Sonia embarks on a promising career. Meanwhile, the numbers continue to rack up. They give her STD’s, reduce her to an object, have ugly tattoos, and display varying degrees of violence towards her. They take advantage of her, and she of them. And the more they speak, the less interested Sonia becomes. Full of self-deceit and self-loathing, Sonia is unable to control her own impulses and pushes her boundaries in search of something real and meaningful. But does sex have to be meaningful? And is a woman defined by the sex that she has?
Fiercely talented debut author Sofia Rönnow Pessah has written an addictively readable and eerily identifiable page-turner that in short chapters and a taut prose turns the spotlight on female desire and asks burning questions about sexuality and consent today.
Berliner Zeitung (DE)
“An intense plot filled with truth.”
Neue Passauer Presse (DE)
“In a sober manner the main character tells us about one sexpartner after another, and shatters the cliché that women always wants love… the line between exhilaration and the abyss lie close together. And; You will recognize yourself!”
“Behind her confident facade snd obsessive need for sex lies loneliness and depression. A ruthless depiction of the thin line between thrills and pain.”
“The new generational novel is here.”
Upsala Nya Tidning (SE)
“This book should above all be read by men who think they understand female sexuality, or by those who coolly don’t give a damn about it and think women are sex robots.”
Dagens Nyheter (SE)
“Pop culture often jokes about women who want sex, aren’t slim, are felt-up and drink too much (think Bridget Jones), but Rönnow Pessah’s book does the opposite. It takes Sonia’s pain seriously and lets us laugh at the men instead. […] Rönnow Pessah’s prose is captivating, high speed and devoid of unnecessary details.”
Svenska Dagbladet (SE)
“A story that echos of loneliness. The Men in My Life is one of the most heartbreaking novels I have ever read.”

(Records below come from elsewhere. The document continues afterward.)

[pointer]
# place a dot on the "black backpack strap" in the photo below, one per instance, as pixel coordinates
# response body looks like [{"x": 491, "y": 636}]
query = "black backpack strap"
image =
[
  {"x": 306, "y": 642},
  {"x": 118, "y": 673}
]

“It is intentionally unerotic – spot on and very well done. It’s also refreshing how Sonia’s gaze at men is sexualizing, objectifying, and judgmental.”
Helsingborgs Dagblad (SE)
“Intimate. Anguished. Destructive. Mechanical. Obsessive. These words depict the meetings with the men – which to amplify the objectifying anonymity – are called number 1, number 2, number 3… The structure is intriguing.”
Borås Tidning (SE)
“The Men in My Life is a feminist novel even though it makes fun of the patriarchy on the patriarchy’s own terms. At the same time, it’s a #metoo-novel in the sense that most of the men are quite afraid of crossing a line but do it anyway.”
Göteborgs – Posten (SE)
“As chapters and numbers continue to rack up, the purpose of the novel’s structure is made clear, as the lighthearted feeling of being slightly amused turns into deep devastation. The self-hatred takes center stage, and what could have been a funny anecdote slowly gets under your skin, a reminder of the fathomless number of tears that the patriarchy is responsible for.”